Its odd that just days ago I posted something about wolves. I now follow that post with this gruesome message about a young teacher visitng Alaska for the first time and being killed by wolves. Although it is an exception to the general rule, it is NOT uncharacteristic of Wolves to go out of their way to find food when times are tough. Late winter is tough for everyone and everything in Alaska.
The victim — 32-year-old Candice Berner — worked for Lake and Peninsula School District, the district’s chief operating officer.
Berner, originally from Pennsylvania, started working for the school district in August, Troopers say she lived in Perryville. She no doubt, had visions of a wild and beautiful country but lacked the true understanding of that meaning. As I have said many times before, Lady Alaska has many ways in which to aide in your demise.
When will people learn that wild animals are just that. These wolves were no doubt hungry.

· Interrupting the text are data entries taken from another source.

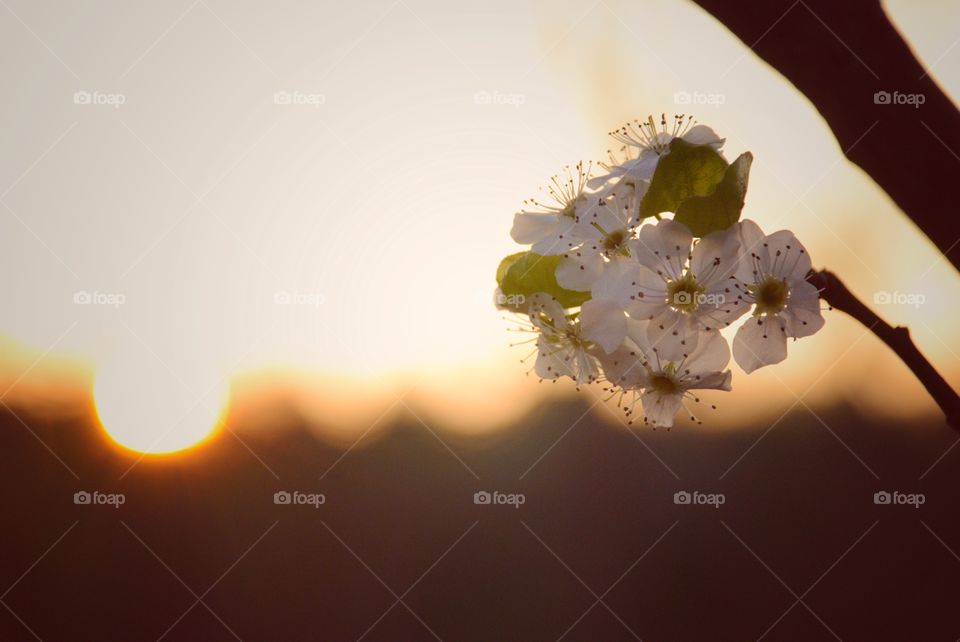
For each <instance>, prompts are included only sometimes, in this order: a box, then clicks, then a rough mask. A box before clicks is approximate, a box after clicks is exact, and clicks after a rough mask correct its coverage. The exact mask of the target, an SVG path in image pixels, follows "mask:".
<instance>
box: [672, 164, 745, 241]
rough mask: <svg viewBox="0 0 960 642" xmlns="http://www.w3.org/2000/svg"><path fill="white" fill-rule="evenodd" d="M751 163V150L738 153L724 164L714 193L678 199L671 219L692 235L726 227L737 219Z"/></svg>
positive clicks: (744, 190)
mask: <svg viewBox="0 0 960 642" xmlns="http://www.w3.org/2000/svg"><path fill="white" fill-rule="evenodd" d="M671 155H672V152H671ZM667 158H669V156H668V157H667ZM751 163H753V154H751V153H750V152H746V153H744V154H741V155H740V156H739V157H738V158H737V159H736V160H735V161H733V163H731V164H730V166H729V167H727V170H726V171H725V172H724V174H723V180H721V181H720V183H719V184H718V185H717V187H716V189H715V190H713V193H711V194H708V195H704V196H693V197H690V198H688V199H687V200H685V201H683V202H682V203H680V206H679V207H678V208H677V210H676V213H675V215H674V217H673V220H675V221H679V222H680V223H683V224H684V225H686V226H687V227H689V228H690V231H691V232H692V233H693V235H694V236H699V237H704V236H706V235H707V234H709V233H710V232H716V231H717V230H725V229H727V228H728V227H730V226H731V225H733V224H734V223H736V222H737V221H738V220H739V219H740V211H741V210H742V209H743V203H744V199H745V198H746V194H747V182H748V179H749V177H750V164H751Z"/></svg>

Late winter often makes all carnivores a little edgy and prone to take different approaches to their own sustenance. The attack occurred not far from my Brown bear hunting area, which usually have plenty of Caribou available. However, this time of year most of the Peninsula Caribou herd is found farther north up the Peninsula. This may have set the stage for this tragedy.
Chignik Lake is located just north of a small village named Perryville on the east side of the Peninsula. It is a community of about 105 people on the south side of the Alaska Peninsula, about 475 miles southwest of Anchorage. Although it has lots of Brown bear in the area, they are all fast asleep in their dens during mid-March. It is a bit unusual to have wolves stalking anyone at anytime-but they will when they are hungry and like us, have mouths to feed.
According to Alaska Fish & Game, they have killed people before. Later to be found rabid. They also say there are lots of bites that occur but do not end up in mainstream news.
Although not often reported outside of Alaska, each year many dogs are killed by wolves during the late winter months. Some have been attacked right outside Anchorage with the dog on a leash and the owner in tow! Yes, it happens!
I do not now advocate going out an shooting all the wolves. I DO advocate that understanding wild Alaska is in everyone’s best interest. I enjoy the lonesome howls of wolves late at night here and would not want that changed. This post IS a reminder they must have their numbers kept in check and not left to proliferate to such a degree that other species are ravaged-humans included!
If this rumor is true, then I guess the environmental wackos will have to rethink their “nobody go to Alaska this year” ban, since these wolf populations have grown so bold as to kill humans now. These packs are huge, sometimes over 50 animals, and they are a deadly team!
Now, lets sit back and let the animal rights groups rethink their approach to wolves. I hope they start with condolences to the victims family.
One beautiful thing about Lady Alaska is understanding that HUMANS are NOT the top dog here!